• Crude Oil Demand Has Begun To Recover

    09/06/2009

    KUALA LUMPUR, June 8 (Reuters) - Crude oil demand has begun to recover, as stockpiles are drawn down, but distillate inventories remain bloated, with traders banking on cheap freight to store excess supplies on vessels, top energy executives said on Monday. The International Energy Agency (IEA) expects OECD oil stocks to fall to 57 days by year-end from the current 63 days, if OPEC's production continues at current levels, along with the recovery in demand.
    Analysts said the general rule has been that 50 days of forward cover is very bullish for oil prices, 53 days is bullish, 57 days bearish and 60 days very bearish. "This is probably a turning point (in the demand recovery) or we are very close to it," IEA's head Nobuo Tanaka told Reuters at a sidelines of the Asia Oil & Gas Conference.
    Along with the rebound in demand, the contango for crude may have started to unwind, though demand for diesel is still weak, European trader Vitol said.
    "We are seeing the contango narrowing on light sweet crude, not really on distillates yet. Not in the summer at least," Vitol CEO Ian Taylor told reporters on the sidelines of the conference, adding that Vitol is also storing distillates and crude on ships.
    With crude seemingly on the cusp of a recovery, JP Morgan has raised its forecast for fourth-quarter 2009 U.S. oil prices to $65 a barrel versus above $55 made in May, on expectations of an economic recovery and seasonal winter demand.
    For the end of next year, JP Morgan has also revised its forecast to $70 versus $60 previously.

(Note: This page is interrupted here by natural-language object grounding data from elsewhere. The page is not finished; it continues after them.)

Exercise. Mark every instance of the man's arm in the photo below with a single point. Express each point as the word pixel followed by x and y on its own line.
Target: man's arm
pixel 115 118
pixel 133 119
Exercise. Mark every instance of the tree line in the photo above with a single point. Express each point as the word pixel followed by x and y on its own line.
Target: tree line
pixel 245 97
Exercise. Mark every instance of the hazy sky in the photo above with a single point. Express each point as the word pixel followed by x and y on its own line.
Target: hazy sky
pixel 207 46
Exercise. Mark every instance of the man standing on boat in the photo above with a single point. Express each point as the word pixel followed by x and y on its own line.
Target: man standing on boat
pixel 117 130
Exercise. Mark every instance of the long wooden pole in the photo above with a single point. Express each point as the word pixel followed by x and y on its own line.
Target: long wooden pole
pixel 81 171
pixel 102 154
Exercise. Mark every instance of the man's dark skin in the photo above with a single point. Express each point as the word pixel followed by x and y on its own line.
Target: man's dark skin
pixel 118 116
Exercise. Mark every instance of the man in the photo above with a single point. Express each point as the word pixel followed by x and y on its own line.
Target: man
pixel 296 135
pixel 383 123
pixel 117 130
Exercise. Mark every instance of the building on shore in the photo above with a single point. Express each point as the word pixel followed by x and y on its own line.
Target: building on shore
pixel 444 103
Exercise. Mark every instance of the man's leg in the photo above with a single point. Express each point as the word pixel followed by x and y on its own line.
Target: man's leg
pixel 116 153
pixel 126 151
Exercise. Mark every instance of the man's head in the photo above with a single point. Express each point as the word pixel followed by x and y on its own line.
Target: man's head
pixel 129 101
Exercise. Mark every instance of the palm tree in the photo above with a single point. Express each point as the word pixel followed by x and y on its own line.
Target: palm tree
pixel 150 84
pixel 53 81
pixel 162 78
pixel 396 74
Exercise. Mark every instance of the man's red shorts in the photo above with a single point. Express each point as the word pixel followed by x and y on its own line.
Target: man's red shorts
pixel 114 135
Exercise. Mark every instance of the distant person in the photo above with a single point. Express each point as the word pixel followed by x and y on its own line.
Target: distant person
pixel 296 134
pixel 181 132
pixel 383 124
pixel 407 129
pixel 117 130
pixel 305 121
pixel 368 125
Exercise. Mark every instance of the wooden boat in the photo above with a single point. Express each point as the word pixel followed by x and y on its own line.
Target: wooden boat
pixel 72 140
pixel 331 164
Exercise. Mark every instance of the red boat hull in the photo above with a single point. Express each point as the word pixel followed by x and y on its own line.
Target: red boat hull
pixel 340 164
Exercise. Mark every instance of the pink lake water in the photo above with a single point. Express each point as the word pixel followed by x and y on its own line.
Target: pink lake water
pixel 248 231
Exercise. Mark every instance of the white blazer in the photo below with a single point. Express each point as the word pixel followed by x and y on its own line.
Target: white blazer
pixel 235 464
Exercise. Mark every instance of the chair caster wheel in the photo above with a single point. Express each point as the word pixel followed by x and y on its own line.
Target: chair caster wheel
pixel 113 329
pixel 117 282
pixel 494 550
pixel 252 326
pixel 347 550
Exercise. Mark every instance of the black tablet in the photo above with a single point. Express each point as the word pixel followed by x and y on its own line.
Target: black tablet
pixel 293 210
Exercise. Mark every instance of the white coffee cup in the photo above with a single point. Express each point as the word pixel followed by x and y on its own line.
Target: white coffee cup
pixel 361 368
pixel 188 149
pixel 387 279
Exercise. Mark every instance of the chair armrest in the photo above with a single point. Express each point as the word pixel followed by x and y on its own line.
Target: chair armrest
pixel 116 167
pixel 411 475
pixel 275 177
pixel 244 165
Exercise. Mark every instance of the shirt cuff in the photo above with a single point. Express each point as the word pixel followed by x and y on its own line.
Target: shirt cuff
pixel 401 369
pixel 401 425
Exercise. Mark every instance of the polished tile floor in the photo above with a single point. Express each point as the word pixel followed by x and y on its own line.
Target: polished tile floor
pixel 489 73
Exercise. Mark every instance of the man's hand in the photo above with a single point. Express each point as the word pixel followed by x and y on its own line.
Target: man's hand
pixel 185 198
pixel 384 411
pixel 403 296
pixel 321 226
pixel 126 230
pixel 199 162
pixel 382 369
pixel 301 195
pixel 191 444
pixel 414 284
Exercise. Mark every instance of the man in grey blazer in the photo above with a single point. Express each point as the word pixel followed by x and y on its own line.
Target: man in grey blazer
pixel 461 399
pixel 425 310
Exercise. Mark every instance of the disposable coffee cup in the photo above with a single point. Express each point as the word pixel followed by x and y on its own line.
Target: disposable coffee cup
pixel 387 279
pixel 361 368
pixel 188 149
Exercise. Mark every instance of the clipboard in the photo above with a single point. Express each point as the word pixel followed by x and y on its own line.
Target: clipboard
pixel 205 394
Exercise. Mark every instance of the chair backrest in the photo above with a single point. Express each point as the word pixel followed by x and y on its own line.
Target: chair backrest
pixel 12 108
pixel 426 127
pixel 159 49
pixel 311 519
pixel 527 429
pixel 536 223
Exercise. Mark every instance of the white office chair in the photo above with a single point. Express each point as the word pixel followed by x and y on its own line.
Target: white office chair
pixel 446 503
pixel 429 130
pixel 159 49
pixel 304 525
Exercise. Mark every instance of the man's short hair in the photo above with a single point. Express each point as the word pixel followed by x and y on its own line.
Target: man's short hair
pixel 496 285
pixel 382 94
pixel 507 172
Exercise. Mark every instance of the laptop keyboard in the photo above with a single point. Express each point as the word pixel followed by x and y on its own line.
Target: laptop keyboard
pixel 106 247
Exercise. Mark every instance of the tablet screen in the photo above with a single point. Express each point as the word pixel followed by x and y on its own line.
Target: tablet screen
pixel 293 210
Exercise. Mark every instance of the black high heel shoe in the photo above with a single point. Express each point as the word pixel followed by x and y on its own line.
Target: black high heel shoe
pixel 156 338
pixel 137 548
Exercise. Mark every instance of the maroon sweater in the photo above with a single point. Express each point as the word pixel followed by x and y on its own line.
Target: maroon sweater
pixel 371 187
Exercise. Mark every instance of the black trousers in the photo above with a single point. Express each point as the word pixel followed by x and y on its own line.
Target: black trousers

    But the recent doubling of U.S. crude to above $68 a barrel on Monday from the low $30s in mid-December has set off alarm bells, although current prices are still way off the record above $147 last July.
    STILL VOLATILE
    Malaysia's state oil and gas firm said it was unclear if the oil price surge was due to the recovering economy or a new speculative play, while Vitol warned the rally did not seem aligned with supply and demand fundamentals.
    "It is still uncertain whether the increase is due to the 'green shoots' of economic recovery or due to a new speculative play in the commodities and the weakening of the U.S. dollar," Petronas President and Chief Executive Officer Mohd Hassan Marican said in his industry address.
    While being cautiously bullish about the crude market, Vitol's Taylor remained wary about the recent jump in U.S. crude prices, up 30 percent in May alone.
    "The recent rise in oil prices do not appear to sit comfortably with the currently available supply and demand data," Taylor told the annual industry conference.
    Unlike crude, the products market remains mired in excess supply, with Vitol storing distillates on floating vessels to take advantage of very cheap freight rates, Taylor said.
    Vitol recently booked a supertanker to store 2 million barrels of Northeast Asian diesel off European waters, taking the total stored on vessels so far to 12-14 million barrels since the start of the year, traders said.
    In June alone, diesel kept in floating storages worldwide by various players has climbed by 1.62 million tonnes (12.15 million barrels), taking into account storages in medium-sized vessels, and in a rare move, in VLCCs as well.
    Traders said the ICE London gas oil spread is at $13.50 a tonne, which supported such floating storages given hefty onshore stockpiles.
    Yet, some sounded a more upbeat note on distillates. Royal Dutch Shell said Western gasoline and diesel markets appear to be steadying after a slump late last year.
    "We see signs of stabilisation, but it's very early days," Chief Executive Jeroen van der Veer told a media roundtable.
    "We hope that we see the signs correctly, it would be good news if it stays like that," he said, adding that seasonal factors or destocking might have started to help the diesel and gasoline markets in the United States and Europe to stabilise.
    While he was concerned that the world has more oil refining capacity than needed, leading to current meagre margins, the next oil price spike may already be in the works as investments in oil projects now have a long lead time of about four to five years.
    "The system is slow to react. The next price spike may already be in the making," van der Veer said.